There seem to be some conflicting information about this. Some people seem to suggest using multiple command queues and some say it is not supported and some say a single command queue is enough... So...
1- Can the driver execute memory transfers of objects while executing a kernel? (assuming memory objects are not related to the kernel currently running).
2- Do we need to set
CL_QUEUE_OUT_OF_ORDER_EXEC_MODE_ENABLE or does this option only effect overlapping kernel executions?
1. Yes, these two operations can be overlapped on certain hardwares. With DMA support, device can perform kernel execution while doing independent memory transfer operation. For more details, I would refer you to check AMD's OpenCL optimization guide.
2. AFAIK, on AMD platform, host-side queue works as in-order manner. However, certain devices have hardware support which can simultaneously handle multiple commands from multiple queues. Hence, one can use multiple command queues to enqueue many independent tasks to device at the same time.
Note: As per OpenCL spec, supporting out-of-order queue is not a mandatory feature.

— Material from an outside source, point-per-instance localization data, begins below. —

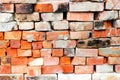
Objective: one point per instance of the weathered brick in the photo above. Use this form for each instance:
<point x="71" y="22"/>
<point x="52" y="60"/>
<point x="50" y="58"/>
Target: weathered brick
<point x="85" y="6"/>
<point x="78" y="26"/>
<point x="74" y="76"/>
<point x="24" y="8"/>
<point x="79" y="16"/>
<point x="15" y="35"/>
<point x="86" y="52"/>
<point x="56" y="35"/>
<point x="28" y="17"/>
<point x="60" y="25"/>
<point x="26" y="25"/>
<point x="80" y="35"/>
<point x="42" y="26"/>
<point x="105" y="68"/>
<point x="107" y="15"/>
<point x="33" y="36"/>
<point x="4" y="27"/>
<point x="52" y="16"/>
<point x="113" y="52"/>
<point x="64" y="44"/>
<point x="7" y="8"/>
<point x="19" y="69"/>
<point x="88" y="69"/>
<point x="78" y="61"/>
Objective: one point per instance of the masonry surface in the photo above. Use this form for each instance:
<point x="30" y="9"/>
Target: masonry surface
<point x="59" y="39"/>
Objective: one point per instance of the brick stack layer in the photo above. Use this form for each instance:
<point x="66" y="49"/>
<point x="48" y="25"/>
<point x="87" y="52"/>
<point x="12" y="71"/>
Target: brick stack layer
<point x="60" y="40"/>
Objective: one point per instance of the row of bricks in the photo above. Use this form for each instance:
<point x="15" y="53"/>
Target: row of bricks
<point x="62" y="7"/>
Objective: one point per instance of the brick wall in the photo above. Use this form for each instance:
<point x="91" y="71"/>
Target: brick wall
<point x="60" y="40"/>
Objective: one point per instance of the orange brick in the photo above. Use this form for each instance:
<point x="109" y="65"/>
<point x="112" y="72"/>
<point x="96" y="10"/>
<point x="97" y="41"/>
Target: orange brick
<point x="11" y="52"/>
<point x="36" y="53"/>
<point x="78" y="61"/>
<point x="44" y="7"/>
<point x="52" y="69"/>
<point x="88" y="69"/>
<point x="2" y="52"/>
<point x="36" y="45"/>
<point x="19" y="69"/>
<point x="34" y="71"/>
<point x="65" y="60"/>
<point x="57" y="52"/>
<point x="24" y="53"/>
<point x="80" y="16"/>
<point x="51" y="60"/>
<point x="67" y="68"/>
<point x="15" y="35"/>
<point x="47" y="44"/>
<point x="15" y="43"/>
<point x="57" y="35"/>
<point x="95" y="60"/>
<point x="25" y="45"/>
<point x="19" y="61"/>
<point x="5" y="69"/>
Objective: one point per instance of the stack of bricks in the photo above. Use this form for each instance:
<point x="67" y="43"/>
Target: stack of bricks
<point x="60" y="40"/>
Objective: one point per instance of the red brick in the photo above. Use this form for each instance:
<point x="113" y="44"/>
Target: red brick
<point x="57" y="52"/>
<point x="24" y="8"/>
<point x="36" y="45"/>
<point x="11" y="52"/>
<point x="88" y="69"/>
<point x="78" y="61"/>
<point x="47" y="44"/>
<point x="19" y="69"/>
<point x="36" y="53"/>
<point x="95" y="60"/>
<point x="67" y="68"/>
<point x="80" y="16"/>
<point x="15" y="43"/>
<point x="65" y="60"/>
<point x="19" y="61"/>
<point x="25" y="45"/>
<point x="51" y="61"/>
<point x="34" y="71"/>
<point x="15" y="35"/>
<point x="57" y="35"/>
<point x="5" y="69"/>
<point x="52" y="69"/>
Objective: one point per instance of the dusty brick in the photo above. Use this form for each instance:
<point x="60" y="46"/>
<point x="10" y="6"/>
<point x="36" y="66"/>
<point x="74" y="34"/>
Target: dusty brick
<point x="105" y="68"/>
<point x="85" y="6"/>
<point x="28" y="17"/>
<point x="42" y="26"/>
<point x="57" y="52"/>
<point x="19" y="69"/>
<point x="33" y="36"/>
<point x="24" y="8"/>
<point x="78" y="26"/>
<point x="56" y="35"/>
<point x="88" y="69"/>
<point x="15" y="35"/>
<point x="52" y="16"/>
<point x="64" y="44"/>
<point x="79" y="16"/>
<point x="15" y="43"/>
<point x="52" y="69"/>
<point x="107" y="15"/>
<point x="78" y="61"/>
<point x="7" y="8"/>
<point x="51" y="61"/>
<point x="60" y="25"/>
<point x="80" y="35"/>
<point x="95" y="61"/>
<point x="34" y="71"/>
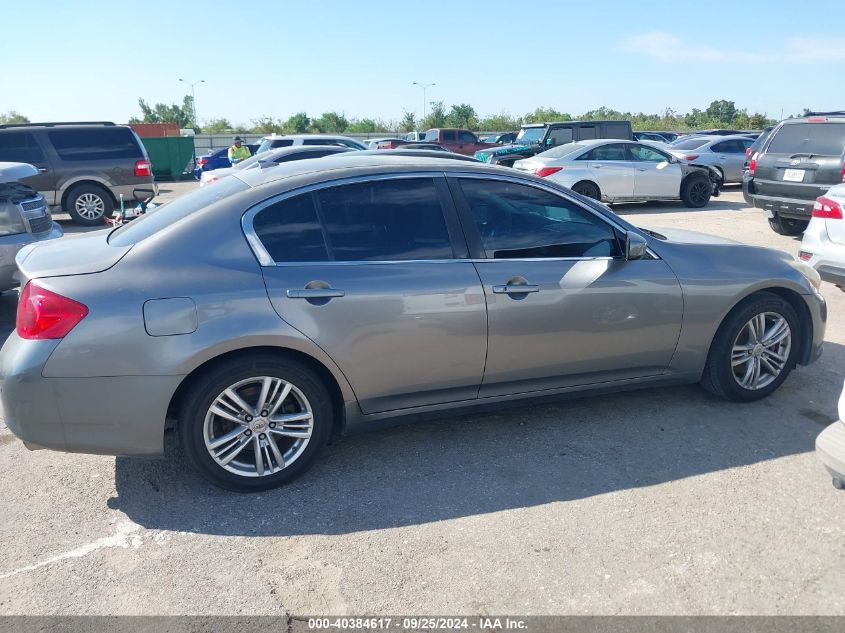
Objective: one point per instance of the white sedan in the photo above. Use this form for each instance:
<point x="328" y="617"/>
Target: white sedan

So, I guess if you pass the out-of-order flag during command queue creation, the implementation may ignore this flag if out-of-order is not supported by the platform.
1- if you check the latest SDK, you can see that CL_QUEUE_OUT_OF_ORDER_EXEC_MODE_ENABLE is used in 3 examples, are you sure all the AMD devices work in-order? (if not, which ones support this flag?)
2- Can you tell or show a document which AMD devices support multiple queues?
3- Is there any known drawbacks of using multiple command queues? For example things like invalidating caches etc?
1. Are you referring to device side enqueue examples? If so, then, as per OpenCL spec (clCreateCommandQueueWithProperties), a device side enqueue must be an out-of-order queue.
2. As you know, OpenCL programming supports multiple command queues(more specifically software command queues). However, how commands enqueued to such multiple queues are handled depends on the hardware and implementation. To know how it works on AMD platform, you may check the section "1.3.6 Command Queue" of AMD's OpenCL programming guide.
3. I'm not aware of such drawbacks. As I guess, using multiple queues can actually improve performance if underlying devices have such hardware support. However, it is programmer's responsibility to enqueue independent commands on multiple queues to take proper advantages.